Too High of a Standard UFO Faithful? Don't Cry.

Greetings UFO believers. 

"Extraordinary claims require extraordinary evidence." 

The Sagan standard is one of the most vilified razors in today's UFO subculture. First used by Carl Sagan during the PBS television program "Cosmos" back in 1980, and in his 1979 book "Broca's Brain," the aphorism is seen as being essential to the scientific method and highly descriptive of the demands of scientific skepticism. Historical figures from Thomas Jefferson, Theodore Flournoy, Marcello Truzzi, to Pierre-Simon Laplace made similar statements during their distinguished lifetimes, but Sagan is the individual most often associated with the formulation. 

As it pertains to the UFO problem, Sagan's statement is often (always) cast aside as being unreasonable, or too harshly skeptical, but is it? The possibilities of alien visitation, multidimensional visitors, or time travelers coming to the Earth are quite extraordinary to consider, so why is the necessity for extraordinary evidence so out of bounds? In three words, it is not. Scientific research and exploration has uncovered some extraordinary things, from new species of plesiosaurs, to diminutive satellites orbiting dwarf planets, to the confirmation of black holes at the center of most galaxies in the known universe. All extraordinary discoveries. All supported by extraordinary evidence. Why is the UFO problem any different? It should not be.

If the evidence required to explain the UFO problem was not extraordinary, but was in fact mundane and unremarkable, then that would logically suggest that the same can be said about the UFO problem itself. I have never met, or interacted with any author, witness, researcher, or broadcaster with a vested interest in the UFO topic that has ever made the declaration that the enigma of unidentified flying objects was anything other than something truly extraordinary (there's that word again.) So where is the extraordinary proof UFO people? 

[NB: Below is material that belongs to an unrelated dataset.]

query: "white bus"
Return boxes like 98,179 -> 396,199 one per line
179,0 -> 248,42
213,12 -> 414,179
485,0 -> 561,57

Put up or shut the hell up.

If and when our species manages to arrive at some definitive answers to the UFO problem, the evidence supporting those discoveries will likely be extraordinary (there's that word again yet again.) That same extraordinary evidence may not lead to the answers that so many of the tinfoil-wrapped believers in the UFO arena always believe: aliens. Pushing back against the Sagan standard is an attempt to bypass, sidestep, or shrink from the investigative challenges presented by the UFO problem. Any endeavor undertaken to explain an unknown demands evidence, and in the case of unidentified flying objects, extraordinary evidence. Researchers should not shy away from the challenge, they should embrace the opportunity to solve one of the most fascinating unsolved mysteries known to the human race. 

Don't cry, don't be scared. Embrace the challenge, or go away. 

Thank you for your time and consideration.